How-To: Automatic Differentiation
Retro computes gradients (and optionally Hessians) through DifferentiationInterface.jl, which means any AD backend that DI supports can be used.
Supported backends (non-exhaustive)
| Backend | Type tag | Mode | Best for |
|---|---|---|---|
| ForwardDiff.jl | AutoForwardDiff() | Forward | Small-to-medium $n$ |
| Enzyme.jl | AutoEnzyme() | Reverse | Large $n$, compiled code |
| Zygote.jl | AutoZygote() | Reverse | ML-style models |
| FiniteDiff.jl | AutoFiniteDiff() | Finite diff | Black-box functions |
Tip
AutoForwardDiff() and AutoEnzyme() are
re-exported by Retro via ADTypes, so you don't need to import
them separately.
Using ForwardDiff (simplest)
using Retro, ForwardDiff
f(x) = 100*(x[2] - x[1]^2)^2 + (1 - x[1])^2
prob = RetroProblem(f, [-1.2, 1.0], AutoForwardDiff())
result = optimize(prob)Using Enzyme
using Retro, Enzyme
prob = RetroProblem(f, [-1.2, 1.0], AutoEnzyme())
result = optimize(prob)Mixing user gradient + AD Hessian
If you have a hand-coded gradient but want AD for the Hessian:
function my_grad!(g, x)
g[1] = -400*x[1]*(x[2] - x[1]^2) - 2*(1 - x[1])
g[2] = 200*(x[2] - x[1]^2)
end
prob = RetroProblem(f, my_grad!, [-1.2, 1.0], AutoForwardDiff())
result = optimize(prob; hessian_approximation = ExactHessian())The AD backend is only used for the Hessian here; the gradient uses your function.
Fully analytic (no AD)
prob = RetroProblem(f, my_grad!, my_hess!, [-1.2, 1.0])

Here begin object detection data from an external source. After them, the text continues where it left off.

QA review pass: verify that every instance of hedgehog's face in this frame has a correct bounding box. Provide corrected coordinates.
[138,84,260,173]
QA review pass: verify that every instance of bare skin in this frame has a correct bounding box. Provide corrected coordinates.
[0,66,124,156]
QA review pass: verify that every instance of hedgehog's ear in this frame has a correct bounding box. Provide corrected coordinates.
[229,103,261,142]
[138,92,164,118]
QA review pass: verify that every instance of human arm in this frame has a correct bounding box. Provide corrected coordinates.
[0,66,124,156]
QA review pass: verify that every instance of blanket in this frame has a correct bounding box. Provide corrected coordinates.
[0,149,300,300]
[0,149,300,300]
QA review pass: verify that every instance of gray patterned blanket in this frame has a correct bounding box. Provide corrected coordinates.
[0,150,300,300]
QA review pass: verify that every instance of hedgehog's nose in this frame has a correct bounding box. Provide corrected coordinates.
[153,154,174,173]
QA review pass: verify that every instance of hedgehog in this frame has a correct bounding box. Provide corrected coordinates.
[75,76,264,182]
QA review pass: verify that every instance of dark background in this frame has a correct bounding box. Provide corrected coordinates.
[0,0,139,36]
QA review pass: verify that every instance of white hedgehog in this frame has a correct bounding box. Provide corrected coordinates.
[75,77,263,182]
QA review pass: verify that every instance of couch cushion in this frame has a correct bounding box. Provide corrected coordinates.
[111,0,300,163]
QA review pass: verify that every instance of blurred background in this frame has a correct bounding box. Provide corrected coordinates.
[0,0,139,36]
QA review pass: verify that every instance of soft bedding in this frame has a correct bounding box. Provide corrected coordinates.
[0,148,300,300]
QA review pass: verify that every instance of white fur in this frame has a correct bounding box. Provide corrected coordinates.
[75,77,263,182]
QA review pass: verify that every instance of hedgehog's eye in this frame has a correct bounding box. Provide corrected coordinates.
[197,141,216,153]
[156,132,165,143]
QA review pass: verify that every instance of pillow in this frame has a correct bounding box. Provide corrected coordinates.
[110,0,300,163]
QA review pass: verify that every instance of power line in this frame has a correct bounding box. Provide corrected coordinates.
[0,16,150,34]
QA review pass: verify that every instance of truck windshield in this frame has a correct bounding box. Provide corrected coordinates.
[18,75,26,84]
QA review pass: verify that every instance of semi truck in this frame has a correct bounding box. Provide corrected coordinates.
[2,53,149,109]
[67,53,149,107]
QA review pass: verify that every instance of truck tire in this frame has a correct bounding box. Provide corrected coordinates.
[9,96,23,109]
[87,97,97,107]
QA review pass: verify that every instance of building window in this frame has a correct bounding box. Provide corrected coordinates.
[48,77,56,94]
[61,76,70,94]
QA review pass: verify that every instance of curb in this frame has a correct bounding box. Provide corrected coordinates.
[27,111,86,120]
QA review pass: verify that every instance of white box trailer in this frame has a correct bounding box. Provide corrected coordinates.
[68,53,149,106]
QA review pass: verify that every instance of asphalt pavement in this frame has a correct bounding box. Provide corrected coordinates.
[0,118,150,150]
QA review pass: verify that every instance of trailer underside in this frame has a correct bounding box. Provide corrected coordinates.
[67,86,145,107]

# no AD backend neededHow preparation works
When you construct a RetroProblem (or the underlying objective type), Retro calls DifferentiationInterface.prepare_gradient and DifferentiationInterface.prepare_hessian once on the initial x0. These prep objects are cached inside the objective and reused at every subsequent evaluation, making repeated calls allocation-free.
Troubleshooting
"Method error: no method matching prepare_gradient" → You forgot to load the backend package. Add using ForwardDiff (or whichever backend you chose) before constructing the problem.

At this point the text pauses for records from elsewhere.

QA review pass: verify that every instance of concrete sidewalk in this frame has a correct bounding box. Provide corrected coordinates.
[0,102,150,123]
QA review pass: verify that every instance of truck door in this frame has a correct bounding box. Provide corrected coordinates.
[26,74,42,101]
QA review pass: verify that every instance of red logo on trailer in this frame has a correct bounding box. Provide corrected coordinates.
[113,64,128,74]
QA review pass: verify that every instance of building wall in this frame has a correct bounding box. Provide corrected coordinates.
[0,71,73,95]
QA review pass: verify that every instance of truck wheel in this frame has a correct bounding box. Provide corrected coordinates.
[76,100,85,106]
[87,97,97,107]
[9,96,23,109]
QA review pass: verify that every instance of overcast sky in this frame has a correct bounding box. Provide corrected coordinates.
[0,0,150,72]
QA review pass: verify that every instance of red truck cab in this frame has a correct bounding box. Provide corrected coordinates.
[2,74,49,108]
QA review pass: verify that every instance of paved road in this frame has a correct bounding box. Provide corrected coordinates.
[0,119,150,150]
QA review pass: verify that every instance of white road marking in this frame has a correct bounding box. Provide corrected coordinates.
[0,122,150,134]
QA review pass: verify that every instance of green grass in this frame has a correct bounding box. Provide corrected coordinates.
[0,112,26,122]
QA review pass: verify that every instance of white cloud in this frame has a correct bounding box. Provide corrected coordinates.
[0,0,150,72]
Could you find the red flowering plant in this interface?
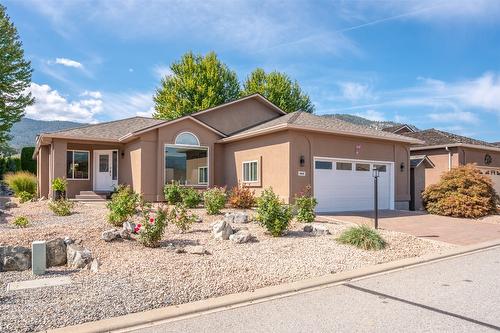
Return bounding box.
[134,202,169,247]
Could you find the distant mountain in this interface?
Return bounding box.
[322,113,401,130]
[9,118,86,149]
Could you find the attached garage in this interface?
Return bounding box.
[314,157,394,213]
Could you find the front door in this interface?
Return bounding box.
[94,150,118,191]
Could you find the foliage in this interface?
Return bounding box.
[49,199,74,216]
[295,186,318,223]
[106,185,142,227]
[169,204,196,233]
[337,225,387,250]
[51,177,68,192]
[181,187,202,208]
[4,171,37,196]
[203,187,226,215]
[136,206,168,247]
[422,164,499,218]
[12,216,30,228]
[21,147,36,174]
[163,181,182,205]
[228,186,255,209]
[153,52,240,120]
[257,188,292,237]
[242,68,314,113]
[17,191,35,203]
[0,4,34,143]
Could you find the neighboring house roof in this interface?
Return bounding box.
[404,128,499,150]
[410,155,434,168]
[222,111,422,144]
[382,124,418,134]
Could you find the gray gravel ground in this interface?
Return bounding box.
[0,198,452,332]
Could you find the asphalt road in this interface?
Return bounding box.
[135,247,500,333]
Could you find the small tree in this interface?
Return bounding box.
[422,164,499,218]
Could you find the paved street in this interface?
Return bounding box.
[130,247,500,333]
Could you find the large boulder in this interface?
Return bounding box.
[229,230,252,244]
[212,220,233,240]
[45,238,67,267]
[0,246,31,272]
[66,244,92,268]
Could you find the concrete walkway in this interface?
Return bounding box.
[318,211,500,245]
[129,247,500,333]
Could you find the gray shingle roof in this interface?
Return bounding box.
[41,117,165,140]
[234,111,420,141]
[403,128,497,147]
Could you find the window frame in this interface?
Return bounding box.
[66,149,92,180]
[198,165,208,185]
[241,160,260,184]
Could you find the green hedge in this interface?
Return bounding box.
[21,147,36,175]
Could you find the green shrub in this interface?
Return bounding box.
[422,164,499,218]
[12,216,30,228]
[21,147,36,174]
[181,187,202,208]
[4,171,37,196]
[203,187,226,215]
[337,225,387,250]
[169,204,196,233]
[257,188,292,237]
[136,207,168,247]
[228,186,255,209]
[49,199,74,216]
[163,181,182,205]
[17,191,35,203]
[106,185,142,227]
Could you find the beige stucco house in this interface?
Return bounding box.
[35,94,421,212]
[384,125,500,210]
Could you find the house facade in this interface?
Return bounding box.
[34,94,421,212]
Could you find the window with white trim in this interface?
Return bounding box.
[198,167,208,185]
[243,161,259,183]
[66,150,89,179]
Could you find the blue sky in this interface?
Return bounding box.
[2,0,500,141]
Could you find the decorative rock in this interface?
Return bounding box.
[0,246,31,272]
[118,229,131,239]
[101,229,120,242]
[304,223,330,236]
[66,244,92,268]
[184,245,207,254]
[212,220,233,240]
[229,230,252,244]
[46,238,67,267]
[123,221,136,233]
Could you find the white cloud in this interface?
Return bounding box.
[354,110,385,121]
[339,82,374,102]
[26,83,103,123]
[153,65,173,79]
[55,58,83,68]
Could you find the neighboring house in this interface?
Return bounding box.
[382,129,500,210]
[34,94,421,212]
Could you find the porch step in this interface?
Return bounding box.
[73,191,111,202]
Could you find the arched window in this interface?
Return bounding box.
[175,132,200,146]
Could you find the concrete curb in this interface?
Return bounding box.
[45,239,500,333]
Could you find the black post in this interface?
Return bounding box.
[373,174,378,229]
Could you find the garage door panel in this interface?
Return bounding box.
[314,159,392,212]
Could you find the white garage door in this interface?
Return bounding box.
[314,158,394,213]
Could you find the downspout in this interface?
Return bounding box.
[444,147,451,171]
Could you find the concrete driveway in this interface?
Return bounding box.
[318,210,500,245]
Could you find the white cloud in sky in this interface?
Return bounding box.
[55,58,83,68]
[26,83,103,123]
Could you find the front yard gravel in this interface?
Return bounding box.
[0,201,452,332]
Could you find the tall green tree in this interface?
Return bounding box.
[153,52,240,120]
[242,68,314,113]
[0,4,35,146]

Slow first call → Normal — Julia's JIT compilation. Subsequent calls will be fast. Consider using PrecompileTools in a sysimage if startup matters.
Backend doesn't support Hessians → Some reverse-mode backends only support gradients. Use BFGS() (default) as the Hessian approximation — it only needs gradients. Switch to ExactHessian() only with backends that support second-order derivatives (ForwardDiff, Enzyme).